Comprehensive transthoracic echocardiography and CEUS perfusion imaging of the calf muscle at rest and during contractile exercise were performed within 2 weeks before permanent LVAD placement. These procedures were repeated 3 months after LVAD.
Limb Muscle Perfusion Imaging
CEUS perfusion imaging was performed with a phased-array transducer using multipulse contrast-speciﬁc power modulation imaging at 1.8 MHz and a mechanical index of 1.0. Compression was set to 50, and the acoustic focus was adjusted to the midportion of the combined gastrocnemius and soleus muscles imaged in the short-axis plane.
The authors then describe in detail the CEUS study and the technical settings.
Echocardiographic data were extracted from clinically indicated studies if performed within 2 weeks of the CEUS perfusion imaging studies and if there were no major interventions in the intervening period.
Baseline Clinical and Echocardiographic Data
22 subjects enrolled in the study and underwent LVAD placement with either a HeartMate II (n = 16), or a HeartWare (n = 6).
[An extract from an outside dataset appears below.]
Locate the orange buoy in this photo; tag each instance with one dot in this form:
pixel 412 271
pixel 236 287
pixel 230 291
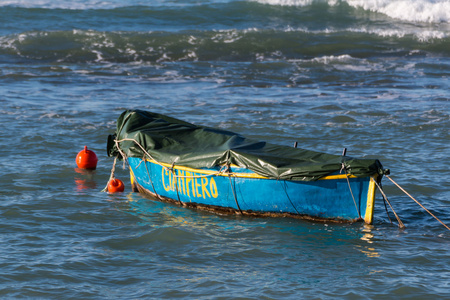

The study population was nearly evenly balanced between nonischemic and ischemic etiologies of HFrEF. Most subjects had NYHA functional class IV heart failure symptoms at the time of baseline study before LVAD placement, and 41% were on intravenous inotropes.
Two patients did not complete the 3-month post-LVAD study because of either death (n = 1) or early cardiac transplantation (n = 1). Thirteen subjects were categorized as having NYHA functional class I or II symptoms, and seven were categorized as having NYHA functional class III or IV symptoms.
Limb Skeletal Muscle Perfusion
Calf skeletal muscle perfusion by CEUS could be successfully performed in all eligible subjects. All subjects were able to complete low-intensity periodic (0.2 Hz) plantar ﬂexion exercise during CEUS.
Under resting conditions, muscle MBF and microvascular ﬂux rate were similar between groups at baseline and after LVAD implantation. The NYHA functional class III or IV group had a modest but signiﬁcant increase in resting MBVi after LVAD placement. During contractile exercise, muscle MBF, microvascular ﬂux rate, and MBVi were similar between groups at the baseline pre-LVAD study.
After LVAD implantation, exercise MBF and microvascular ﬂux rate were signiﬁcantly higher in the NYHA functional class I or II group compared with the functional class III or IV group. MBF and ﬂux rate tended to increase after LVAD placement in subjects with NYHA functional class I or II symptoms, whereas both parameters tended to decrease in those with NYHA functional class III or IV symptoms.
No signiﬁcant correlation was found between exercise MBF on the post-LVAD study and either LVAD speed, E/e’ ratio on echocardiography, RV function by free wall strain, RV function by tricuspid annular plane systolic excursion, or age. Exercise MBF was also independent of the type of LVAD device implanted.
The only clinical feature that showed a trend toward having an inﬂuence on muscle perfusion was a history of diabetes mellitus.
Subjects were followed for a median of 5.7 years. Kaplan-Meier survival curves showed trends toward higher survival in those with higher post-LVAD muscle MBF during exercise and higher percentage increase in muscle exercise MBF from baseline to LVAD placement.
The authors concluded that exercise-mediated skeletal muscle blood ﬂow is reduced in patients with severe HFrEF and improved soon after placement of a permanent LVAD in the subgroup of patients who have substantial improvement in function class.
The authors added that impairment in muscle perfusion during exercise in those with HFrEF occured from both impaired microvascular ﬂux rate and a near inability to recruit microvascular units.
They finalize the paper by commenting that post-LVAD improvements in perfusion were attributable almost entirely to improvement in ﬂux rate, implicating a wide variety of vasoactive substances that control resistance arteriolar tone and are known to be abnormal in patients with HFrEF.